Structure‐Based Screening of Tetrazolylhydrazide Inhibitors versus KDM4 Histone Demethylases

Human histone demethylases are known to play an important role in the development of several tumor types. Consequently, they have emerged as important medical targets for the treatment of human cancer. Herein, structural studies on tetrazolylhydrazide inhibitors as a new scaffold for a certain class of histone demethylases, the JmjC proteins, are reported. A series of compounds are structurally described and their respective binding modes to the KDM4D protein, which serves as a high‐resolution model to represent the KDM4 subfamily in crystallographic studies, are examined. Similar to previously reported inhibitors, the compounds described herein are competitors for the natural KDM4 cofactor, 2‐oxoglutarate.

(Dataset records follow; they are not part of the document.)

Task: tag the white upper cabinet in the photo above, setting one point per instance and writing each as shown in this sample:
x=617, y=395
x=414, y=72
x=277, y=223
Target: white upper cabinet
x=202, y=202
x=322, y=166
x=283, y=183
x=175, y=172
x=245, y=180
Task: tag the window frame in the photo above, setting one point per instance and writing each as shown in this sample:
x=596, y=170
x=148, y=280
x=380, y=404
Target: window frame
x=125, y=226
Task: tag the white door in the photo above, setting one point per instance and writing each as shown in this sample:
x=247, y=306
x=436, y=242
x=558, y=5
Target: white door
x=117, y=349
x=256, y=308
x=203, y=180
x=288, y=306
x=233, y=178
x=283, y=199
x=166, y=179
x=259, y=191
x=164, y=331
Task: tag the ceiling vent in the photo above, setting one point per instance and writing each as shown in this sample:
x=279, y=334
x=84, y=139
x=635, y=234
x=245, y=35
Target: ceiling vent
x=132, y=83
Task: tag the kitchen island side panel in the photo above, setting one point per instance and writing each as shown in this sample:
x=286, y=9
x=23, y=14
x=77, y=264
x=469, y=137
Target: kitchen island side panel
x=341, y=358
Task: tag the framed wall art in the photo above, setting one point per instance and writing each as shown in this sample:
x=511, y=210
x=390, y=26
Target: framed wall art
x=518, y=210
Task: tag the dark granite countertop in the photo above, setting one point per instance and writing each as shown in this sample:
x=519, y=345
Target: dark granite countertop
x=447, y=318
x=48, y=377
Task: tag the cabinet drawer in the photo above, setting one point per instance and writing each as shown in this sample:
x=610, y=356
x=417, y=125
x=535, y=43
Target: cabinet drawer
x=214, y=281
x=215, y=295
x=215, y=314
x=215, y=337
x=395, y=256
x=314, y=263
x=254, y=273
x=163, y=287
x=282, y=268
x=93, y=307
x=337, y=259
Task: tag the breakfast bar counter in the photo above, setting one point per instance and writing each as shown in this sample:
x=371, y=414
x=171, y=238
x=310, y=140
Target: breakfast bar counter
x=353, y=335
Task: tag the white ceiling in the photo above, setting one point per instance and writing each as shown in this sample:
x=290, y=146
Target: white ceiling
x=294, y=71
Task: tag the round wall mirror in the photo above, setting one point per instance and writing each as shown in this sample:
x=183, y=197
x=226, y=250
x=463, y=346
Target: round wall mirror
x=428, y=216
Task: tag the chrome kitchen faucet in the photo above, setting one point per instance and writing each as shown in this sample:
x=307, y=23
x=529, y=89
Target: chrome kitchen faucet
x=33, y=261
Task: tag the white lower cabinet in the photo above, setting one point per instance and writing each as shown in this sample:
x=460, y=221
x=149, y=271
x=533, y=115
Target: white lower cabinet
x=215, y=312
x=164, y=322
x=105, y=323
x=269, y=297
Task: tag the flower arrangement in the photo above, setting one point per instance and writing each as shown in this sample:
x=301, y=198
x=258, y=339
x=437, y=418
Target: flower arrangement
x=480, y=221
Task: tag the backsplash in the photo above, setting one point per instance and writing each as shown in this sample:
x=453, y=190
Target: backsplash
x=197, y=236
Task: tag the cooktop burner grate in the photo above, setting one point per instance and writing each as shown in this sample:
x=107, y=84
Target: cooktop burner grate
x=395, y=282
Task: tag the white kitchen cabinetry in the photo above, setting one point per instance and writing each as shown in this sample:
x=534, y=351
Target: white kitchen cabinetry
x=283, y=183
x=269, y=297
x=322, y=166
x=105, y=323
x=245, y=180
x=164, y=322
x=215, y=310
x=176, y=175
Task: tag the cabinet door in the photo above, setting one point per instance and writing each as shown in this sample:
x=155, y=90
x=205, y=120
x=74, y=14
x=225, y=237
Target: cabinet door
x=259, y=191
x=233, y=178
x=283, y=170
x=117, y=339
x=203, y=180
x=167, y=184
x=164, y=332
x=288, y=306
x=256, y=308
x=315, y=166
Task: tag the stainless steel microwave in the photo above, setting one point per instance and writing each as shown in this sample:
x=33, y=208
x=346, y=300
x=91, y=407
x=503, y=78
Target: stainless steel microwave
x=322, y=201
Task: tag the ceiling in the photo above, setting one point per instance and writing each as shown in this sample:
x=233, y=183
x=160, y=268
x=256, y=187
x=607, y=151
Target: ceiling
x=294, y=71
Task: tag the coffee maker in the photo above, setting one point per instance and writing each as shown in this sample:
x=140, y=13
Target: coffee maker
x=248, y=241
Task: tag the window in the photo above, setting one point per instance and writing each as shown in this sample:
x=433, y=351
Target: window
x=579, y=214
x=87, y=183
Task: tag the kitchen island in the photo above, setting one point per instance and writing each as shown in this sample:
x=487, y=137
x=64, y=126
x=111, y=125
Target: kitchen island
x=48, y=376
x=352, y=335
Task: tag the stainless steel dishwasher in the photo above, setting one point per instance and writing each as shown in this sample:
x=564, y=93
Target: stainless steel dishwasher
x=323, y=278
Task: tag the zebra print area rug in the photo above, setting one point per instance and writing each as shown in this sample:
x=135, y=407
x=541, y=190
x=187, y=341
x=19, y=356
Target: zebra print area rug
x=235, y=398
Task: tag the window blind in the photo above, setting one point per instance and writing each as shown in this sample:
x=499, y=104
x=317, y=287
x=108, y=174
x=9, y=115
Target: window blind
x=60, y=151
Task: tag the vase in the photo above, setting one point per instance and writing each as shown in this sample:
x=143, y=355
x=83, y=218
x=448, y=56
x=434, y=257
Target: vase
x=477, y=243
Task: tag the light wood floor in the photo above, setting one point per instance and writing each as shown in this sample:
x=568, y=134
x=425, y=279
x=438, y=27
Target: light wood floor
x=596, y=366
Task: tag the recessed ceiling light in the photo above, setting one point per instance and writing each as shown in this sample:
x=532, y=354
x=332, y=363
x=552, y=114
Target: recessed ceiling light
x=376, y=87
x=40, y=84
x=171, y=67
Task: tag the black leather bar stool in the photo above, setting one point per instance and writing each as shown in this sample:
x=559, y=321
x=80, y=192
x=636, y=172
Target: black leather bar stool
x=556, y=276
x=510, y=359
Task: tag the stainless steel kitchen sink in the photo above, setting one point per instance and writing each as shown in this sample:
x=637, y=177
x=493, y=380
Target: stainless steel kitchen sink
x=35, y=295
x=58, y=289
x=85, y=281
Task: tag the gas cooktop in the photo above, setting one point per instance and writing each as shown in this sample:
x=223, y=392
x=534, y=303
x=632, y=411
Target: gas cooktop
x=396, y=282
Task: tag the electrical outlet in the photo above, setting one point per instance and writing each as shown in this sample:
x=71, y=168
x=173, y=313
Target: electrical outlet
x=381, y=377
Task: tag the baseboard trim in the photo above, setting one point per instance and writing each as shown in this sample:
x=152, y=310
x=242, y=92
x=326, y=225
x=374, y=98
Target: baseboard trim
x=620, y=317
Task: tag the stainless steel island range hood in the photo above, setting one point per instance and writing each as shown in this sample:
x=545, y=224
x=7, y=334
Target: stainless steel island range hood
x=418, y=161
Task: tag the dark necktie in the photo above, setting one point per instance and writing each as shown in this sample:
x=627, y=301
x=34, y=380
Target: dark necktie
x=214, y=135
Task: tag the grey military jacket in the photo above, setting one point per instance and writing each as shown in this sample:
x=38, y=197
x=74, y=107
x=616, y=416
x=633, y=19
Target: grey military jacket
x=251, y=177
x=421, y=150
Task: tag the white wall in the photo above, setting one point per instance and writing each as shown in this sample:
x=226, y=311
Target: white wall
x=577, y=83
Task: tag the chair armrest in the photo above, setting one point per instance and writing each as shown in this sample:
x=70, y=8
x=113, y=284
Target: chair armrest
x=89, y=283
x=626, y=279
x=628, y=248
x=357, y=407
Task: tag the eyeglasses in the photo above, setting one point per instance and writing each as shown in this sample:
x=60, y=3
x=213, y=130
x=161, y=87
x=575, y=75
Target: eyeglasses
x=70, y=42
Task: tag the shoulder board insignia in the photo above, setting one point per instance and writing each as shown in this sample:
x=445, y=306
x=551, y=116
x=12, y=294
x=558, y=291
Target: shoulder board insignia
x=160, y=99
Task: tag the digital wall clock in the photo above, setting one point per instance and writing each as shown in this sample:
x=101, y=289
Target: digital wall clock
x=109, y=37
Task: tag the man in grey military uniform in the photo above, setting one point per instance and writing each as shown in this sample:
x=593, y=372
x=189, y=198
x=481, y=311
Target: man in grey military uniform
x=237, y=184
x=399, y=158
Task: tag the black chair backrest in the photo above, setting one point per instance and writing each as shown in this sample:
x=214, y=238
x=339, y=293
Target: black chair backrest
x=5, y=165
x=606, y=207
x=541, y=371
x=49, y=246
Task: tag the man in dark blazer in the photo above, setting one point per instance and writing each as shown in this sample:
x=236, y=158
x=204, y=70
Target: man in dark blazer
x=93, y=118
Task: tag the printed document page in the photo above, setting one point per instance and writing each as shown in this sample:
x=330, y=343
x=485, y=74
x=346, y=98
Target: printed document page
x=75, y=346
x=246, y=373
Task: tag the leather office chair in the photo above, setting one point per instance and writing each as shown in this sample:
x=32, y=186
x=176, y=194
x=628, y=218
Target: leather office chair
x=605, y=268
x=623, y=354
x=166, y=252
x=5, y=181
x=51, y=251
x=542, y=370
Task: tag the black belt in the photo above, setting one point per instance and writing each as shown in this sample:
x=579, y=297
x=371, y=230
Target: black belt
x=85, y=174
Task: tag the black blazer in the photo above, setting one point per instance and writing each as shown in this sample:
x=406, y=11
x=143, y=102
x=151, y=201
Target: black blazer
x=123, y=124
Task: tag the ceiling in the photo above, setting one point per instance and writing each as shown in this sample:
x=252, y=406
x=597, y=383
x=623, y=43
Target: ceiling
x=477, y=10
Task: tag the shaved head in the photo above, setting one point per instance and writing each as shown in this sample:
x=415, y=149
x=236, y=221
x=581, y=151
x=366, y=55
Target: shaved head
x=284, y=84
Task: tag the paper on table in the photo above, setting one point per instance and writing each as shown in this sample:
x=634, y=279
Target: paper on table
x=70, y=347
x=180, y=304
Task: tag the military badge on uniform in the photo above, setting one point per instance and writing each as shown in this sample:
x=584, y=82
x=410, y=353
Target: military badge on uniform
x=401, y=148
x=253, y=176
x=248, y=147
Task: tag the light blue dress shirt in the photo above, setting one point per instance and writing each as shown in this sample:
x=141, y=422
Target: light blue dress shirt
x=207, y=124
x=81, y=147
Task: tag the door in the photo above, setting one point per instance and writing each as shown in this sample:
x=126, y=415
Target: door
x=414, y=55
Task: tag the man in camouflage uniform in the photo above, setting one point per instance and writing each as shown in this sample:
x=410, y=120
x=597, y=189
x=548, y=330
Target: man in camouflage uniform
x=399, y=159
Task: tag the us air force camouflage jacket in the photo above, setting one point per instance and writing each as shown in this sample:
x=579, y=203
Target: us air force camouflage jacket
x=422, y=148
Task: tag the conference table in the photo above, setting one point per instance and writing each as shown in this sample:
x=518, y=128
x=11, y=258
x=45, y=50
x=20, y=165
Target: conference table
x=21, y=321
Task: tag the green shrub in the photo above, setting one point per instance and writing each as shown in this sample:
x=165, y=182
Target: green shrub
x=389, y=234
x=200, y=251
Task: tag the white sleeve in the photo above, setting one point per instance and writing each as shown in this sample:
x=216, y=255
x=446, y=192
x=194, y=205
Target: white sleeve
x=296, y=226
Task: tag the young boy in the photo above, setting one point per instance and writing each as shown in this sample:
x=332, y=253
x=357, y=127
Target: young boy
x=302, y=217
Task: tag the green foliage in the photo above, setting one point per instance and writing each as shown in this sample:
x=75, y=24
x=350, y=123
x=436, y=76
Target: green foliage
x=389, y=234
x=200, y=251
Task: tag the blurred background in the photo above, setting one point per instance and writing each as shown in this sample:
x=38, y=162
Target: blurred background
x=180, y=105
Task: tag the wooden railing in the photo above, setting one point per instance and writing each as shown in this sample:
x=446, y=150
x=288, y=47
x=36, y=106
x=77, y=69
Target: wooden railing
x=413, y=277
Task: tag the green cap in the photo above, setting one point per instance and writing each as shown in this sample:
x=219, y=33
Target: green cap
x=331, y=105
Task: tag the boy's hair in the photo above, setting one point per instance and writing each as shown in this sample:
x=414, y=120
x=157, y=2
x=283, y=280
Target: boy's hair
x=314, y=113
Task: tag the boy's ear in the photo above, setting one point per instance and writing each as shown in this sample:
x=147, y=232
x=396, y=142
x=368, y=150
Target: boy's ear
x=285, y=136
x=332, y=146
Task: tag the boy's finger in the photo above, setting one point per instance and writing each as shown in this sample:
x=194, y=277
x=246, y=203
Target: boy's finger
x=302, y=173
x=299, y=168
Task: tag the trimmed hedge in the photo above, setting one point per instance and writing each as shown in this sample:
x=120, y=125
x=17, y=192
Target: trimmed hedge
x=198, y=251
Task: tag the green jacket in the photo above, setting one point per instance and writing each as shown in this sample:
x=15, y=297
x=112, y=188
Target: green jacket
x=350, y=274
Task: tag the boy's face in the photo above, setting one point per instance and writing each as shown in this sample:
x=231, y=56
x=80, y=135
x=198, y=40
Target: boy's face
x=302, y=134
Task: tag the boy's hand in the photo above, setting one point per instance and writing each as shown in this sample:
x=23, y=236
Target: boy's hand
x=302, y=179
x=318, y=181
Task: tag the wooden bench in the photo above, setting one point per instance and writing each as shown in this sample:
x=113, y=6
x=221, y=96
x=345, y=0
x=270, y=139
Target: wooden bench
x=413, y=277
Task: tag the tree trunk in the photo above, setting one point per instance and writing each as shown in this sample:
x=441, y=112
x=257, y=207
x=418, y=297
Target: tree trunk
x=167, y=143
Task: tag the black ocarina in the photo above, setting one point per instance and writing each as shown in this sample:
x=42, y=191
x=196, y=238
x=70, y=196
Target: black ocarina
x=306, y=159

The tetrazolylhydrazide scaffold fills an important gap in KDM4 inhibition and newly described, detailed interactions of inhibitor moieties pave the way to the development of compounds with high target‐binding affinity and increased membrane permeability, at the same time. Bring on the subs! Tetrazolylhydrazide compounds are isosteres of 2‐oxoglutarate, which is the natural cofactor of KDM4 proteins. It is believed that substitution of the carboxylic groups with tetrazole and hydrazide moieties will lead to KDM4 inhibitors with improved physicochemical properties. The binding mode of various such ligands in the active site of KDM4D is elucidated and movements of the interacting amino acid residues upon ligand binding are described.